The dishes from our spaghetti leftovers were still on the table. My friend and I pushed back our chairs and held warm cups of herbal tea. It was cozy inside the cottage. Our conversation ranged from solving world problems to attaining personal goals. A loon called out on the lake, and we paused mid-discussion to listen and to honor this moment of contentment. Our conversation then turned to the topic of frugality.
Actually, there’d been ongoing banter about this topic for several days. We were searching for a new definition of frugality – one that captured the spirit of contentment with the simplicity that we’d felt there at the lake, one that expressed our desire to use resources wisely and unselfishly. And yet we’d agreed that there was no virtue to miserly penny-pinching, lack of generosity, and doing without in a suffering way.

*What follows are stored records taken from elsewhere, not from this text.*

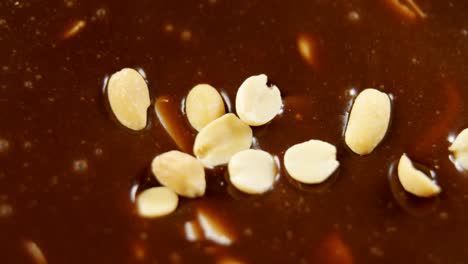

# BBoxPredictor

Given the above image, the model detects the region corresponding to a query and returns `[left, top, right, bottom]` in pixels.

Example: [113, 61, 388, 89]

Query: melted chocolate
[1, 0, 468, 263]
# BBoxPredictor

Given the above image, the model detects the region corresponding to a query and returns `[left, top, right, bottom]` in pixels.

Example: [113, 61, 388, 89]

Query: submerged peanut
[137, 187, 178, 218]
[62, 19, 86, 39]
[345, 88, 391, 155]
[107, 68, 150, 131]
[297, 33, 317, 67]
[284, 140, 339, 184]
[228, 149, 277, 194]
[197, 207, 236, 246]
[194, 114, 252, 167]
[186, 84, 225, 131]
[449, 128, 468, 170]
[151, 150, 206, 198]
[384, 0, 426, 21]
[235, 74, 282, 126]
[316, 233, 354, 264]
[155, 96, 194, 153]
[217, 256, 245, 264]
[397, 154, 441, 197]
[184, 220, 203, 242]
[24, 240, 47, 264]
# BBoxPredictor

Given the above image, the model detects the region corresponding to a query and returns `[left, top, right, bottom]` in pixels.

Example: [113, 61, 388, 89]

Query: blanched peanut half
[194, 114, 252, 167]
[186, 84, 225, 131]
[151, 150, 206, 198]
[284, 140, 339, 184]
[397, 154, 441, 198]
[137, 187, 178, 218]
[107, 68, 150, 131]
[345, 88, 391, 155]
[228, 149, 277, 194]
[449, 128, 468, 170]
[235, 74, 282, 126]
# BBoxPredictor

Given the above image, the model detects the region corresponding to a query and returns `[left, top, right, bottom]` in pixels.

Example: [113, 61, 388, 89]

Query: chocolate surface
[1, 0, 468, 263]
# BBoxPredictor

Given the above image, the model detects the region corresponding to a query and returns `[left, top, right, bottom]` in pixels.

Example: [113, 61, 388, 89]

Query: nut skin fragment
[193, 114, 253, 167]
[107, 68, 150, 131]
[284, 140, 339, 184]
[344, 88, 391, 155]
[235, 74, 283, 126]
[185, 84, 225, 131]
[228, 149, 277, 194]
[397, 154, 441, 198]
[151, 150, 206, 198]
[449, 128, 468, 170]
[136, 187, 179, 218]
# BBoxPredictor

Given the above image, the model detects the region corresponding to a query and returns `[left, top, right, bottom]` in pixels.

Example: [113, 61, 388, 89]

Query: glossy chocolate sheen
[1, 0, 468, 263]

We talked that evening about how abundance is so integral to the nature of the infinite, supreme source that we both called God. Where was the balance then between feeling our Father-Mother God’s infinite and abundant care for His-Her creation and yet feeling free from materialism?
I brought up a quotation from one of our favorite authors, Mary Baker Eddy. Her statement, written as guidance for members of the Church she founded, speaks to me of frugality: “God requires wisdom, economy, and brotherly love to characterize all the proceedings of the members of The Mother Church …” (“Manual of The Mother Church,” p. 77).
We agreed that wisdom, economy, and brotherly love were great qualities of frugality – thoughtful but not miserly – that can be practiced by anyone. Then my friend mentioned the first part of the 23rd Psalm, which states: “The Lord is my shepherd; I shall not want. He maketh me to lie down in green pastures: he leadeth me beside the still waters. He restoreth my soul.” This, too, seemed to us to embody that spirit of freedom from the incessant longing for “things,” and yet at the same time the sweet assurance of being abundantly provided for and satisfied by God’s shepherding care.
I pointed out that Christ Jesus is purported to have worn an exquisite seamless robe, and yet there is no mention in the Bible that he had lots of robes, just the one that he needed. And he told his followers, “Take no thought for your life, what ye shall eat; neither for the body, what ye shall put on. The life is more than meat, and the body is more than raiment” (Luke 12:22, 23). It was to me as though Jesus valued beauty, artistry, and fineness of quality, but not excess or conspicuous consumption. We agreed we were getting nearer to a good definition of frugality, but decided to keep thinking.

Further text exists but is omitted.